In the coming days I could provide suggestions for both cases (expanding @dataset and introducing @indataset) if this is something that might be added to BibLaTeX.

I think that this is a good idea and since @dateset is not so widely used yet, the opportunity to enhance the data model for it is a good one. Please do provide suggestions as to what fields would be appropriate.

Apologies for the long silence.

After looking through examples from other repositories and recommendations listed in #880 I would suggest this data model:

1. For a whole dataset (@dataset) the record can already be compiled with the mandatory and the allowed fields, e.g.:

@dataset{<key>,
title = {<title>},
date = {<date, ISO>},
publisher = {<publisher>},
eprint = {<persistent uri>}, (or DOI)
eprinttype = {<persistent eprint/uri type, e.g. hdl>},
url = {<url>},
urldate = {<date of access, ISO},
editor = {<editors>},
author = {<creators/authors>},
(also editora, editoratype etc. can be used if necessary)
version = {<version>},
language = {<language>},
keywords = {<keywords>},
abstract ={<abstract/description>}
}

The only thing I do miss in here is a field to enter a hash like e.g. sha1: or, as stated in #880, UNF:. While this is something that won't be required for citation, it is quite useful for future reference in the bibliography database (similar to keywords, abstract etc.). Currently I am resorting to enter that information into note but in the long run I think a dedicated field might be better.

For parts of a dataset @incollection can be used as follows:

@incollection{<key>,
title = {<title>},
date = {<date, ISO>},
publisher = {<publisher>},
eprint = {<persistent uri>}, (or DOI)
eprinttype = {<persistent eprint/uri type, e.g. hdl>},
url = {<url>},
urldate = {<date of access, ISO},
author = {<creators/authors>},
(also editora, editoratype etc. can be used if necessary)
version = {<version>},
language = {<language>},
booktitle = {<title of containing dataset>}
bookauthor = {<authors of containing dataset>},
editor = {<editors of containing dataset>},
keywords = {<keywords>},
abstract ={<abstract/description>}
}

Again a field for hash would be nice.

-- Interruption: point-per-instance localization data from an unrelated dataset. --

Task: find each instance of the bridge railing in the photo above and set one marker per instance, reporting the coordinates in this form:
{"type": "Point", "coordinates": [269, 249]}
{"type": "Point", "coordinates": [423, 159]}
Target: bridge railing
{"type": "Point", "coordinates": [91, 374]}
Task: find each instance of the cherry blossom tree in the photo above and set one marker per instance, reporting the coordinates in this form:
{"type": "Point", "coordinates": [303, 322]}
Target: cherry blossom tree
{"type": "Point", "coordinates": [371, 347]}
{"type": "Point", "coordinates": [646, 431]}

Also, if the subdataset does not have a dedicated PID or URI, a field to indicate how to query for the subset would be required. This is related to R8 and R9 of the recommendations by the Data Citation WG of the RDA (Rauber, A., Asmi, A., Uytvanck, D. van, & Pröll, S. (2015). Data citation of evolving data: Recommendations of the Working Group on Data Citation (WGDC). DOI: 10.15497/RDA00016)

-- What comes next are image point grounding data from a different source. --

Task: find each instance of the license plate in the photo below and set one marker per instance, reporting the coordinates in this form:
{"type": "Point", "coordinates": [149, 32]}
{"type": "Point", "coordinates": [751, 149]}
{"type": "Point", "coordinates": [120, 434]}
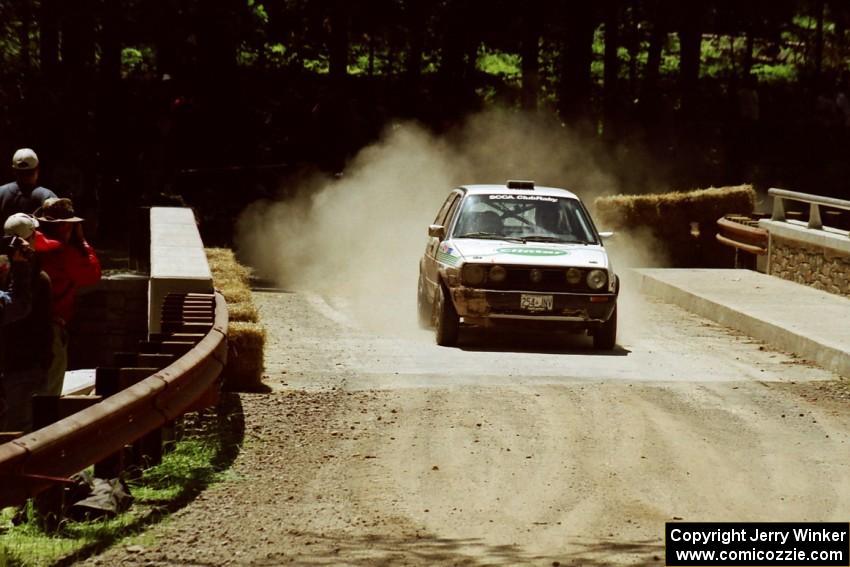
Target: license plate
{"type": "Point", "coordinates": [536, 302]}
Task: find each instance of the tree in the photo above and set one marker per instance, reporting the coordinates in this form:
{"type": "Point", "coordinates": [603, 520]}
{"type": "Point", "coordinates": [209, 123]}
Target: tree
{"type": "Point", "coordinates": [576, 57]}
{"type": "Point", "coordinates": [338, 48]}
{"type": "Point", "coordinates": [690, 40]}
{"type": "Point", "coordinates": [611, 62]}
{"type": "Point", "coordinates": [530, 46]}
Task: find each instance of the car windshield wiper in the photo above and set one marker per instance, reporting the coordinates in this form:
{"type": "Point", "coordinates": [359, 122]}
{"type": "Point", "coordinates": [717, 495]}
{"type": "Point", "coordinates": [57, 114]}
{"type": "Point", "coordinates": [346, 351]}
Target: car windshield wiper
{"type": "Point", "coordinates": [555, 239]}
{"type": "Point", "coordinates": [490, 236]}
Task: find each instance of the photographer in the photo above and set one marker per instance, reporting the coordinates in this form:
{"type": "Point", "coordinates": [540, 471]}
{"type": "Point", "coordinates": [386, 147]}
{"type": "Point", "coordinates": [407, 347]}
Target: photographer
{"type": "Point", "coordinates": [24, 194]}
{"type": "Point", "coordinates": [15, 290]}
{"type": "Point", "coordinates": [71, 263]}
{"type": "Point", "coordinates": [28, 342]}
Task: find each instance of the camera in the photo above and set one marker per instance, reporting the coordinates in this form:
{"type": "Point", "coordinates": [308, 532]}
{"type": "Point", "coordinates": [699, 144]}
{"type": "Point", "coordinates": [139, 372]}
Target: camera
{"type": "Point", "coordinates": [11, 244]}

Using booktitle and bookauthor to store the information of the containing dataset feels a bit odd, but I think it should work. What I am not sure about is if editor, which for @incollection refers to the containing collection/dataset, is needed for the subdataset. What I know for sure from the use case I am coming from, is that we will need a way to denote editora for a part of a dataset and for the containing dataset. These two might even be different from one each other.

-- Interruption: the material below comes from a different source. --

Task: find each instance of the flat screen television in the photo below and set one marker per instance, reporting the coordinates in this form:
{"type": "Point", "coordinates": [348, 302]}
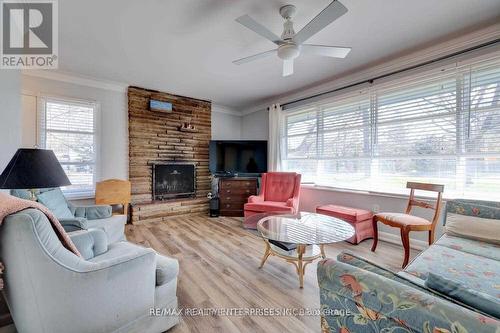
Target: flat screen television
{"type": "Point", "coordinates": [238, 157]}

I am attaching a file with some examples compiled from the repository I work with. examples.txt

Since we already have @dataset I think it would be a bit odd to use @incollection (which is really in a @collection) for something that is "in a @dataset". So on first glance I agree that @indataset would make more sense.

But I'm wondering how exactly we should pull this off. You already mentioned that common field names like bootktitle don't quite feel right and that we might get in trouble with the role of editor etc. I'm also worried that an @indataset entry does not necessarily have the same straightforward connection to its parent @dataset as say an @incollection has to its parent @collection (I'm guessing one could have several 'nesting levels').

We already discussed UNF and friends in #880 and at the time I wasn't too sure how useful and widely used it would be, but if enough people think it is useful we might as well add something as fingerprint, uniqueid or some such to the data model now. (It might not only be interesting for data sets as UNFs, but also for software and the software heritage ID). If we implement this like eprint we could add a fingerprinttype field upon which we could branch representation if required. [What I would like to avoid, though, - here and generally - is to add all sorts of overly specific fields and entry types to the standard data model/styles that are only useful to a very small audience. I realise that with some things we might have a bit of a chicken-or-egg problem: Certain things might not be popular yet, because they are not properly supported by the software yet.]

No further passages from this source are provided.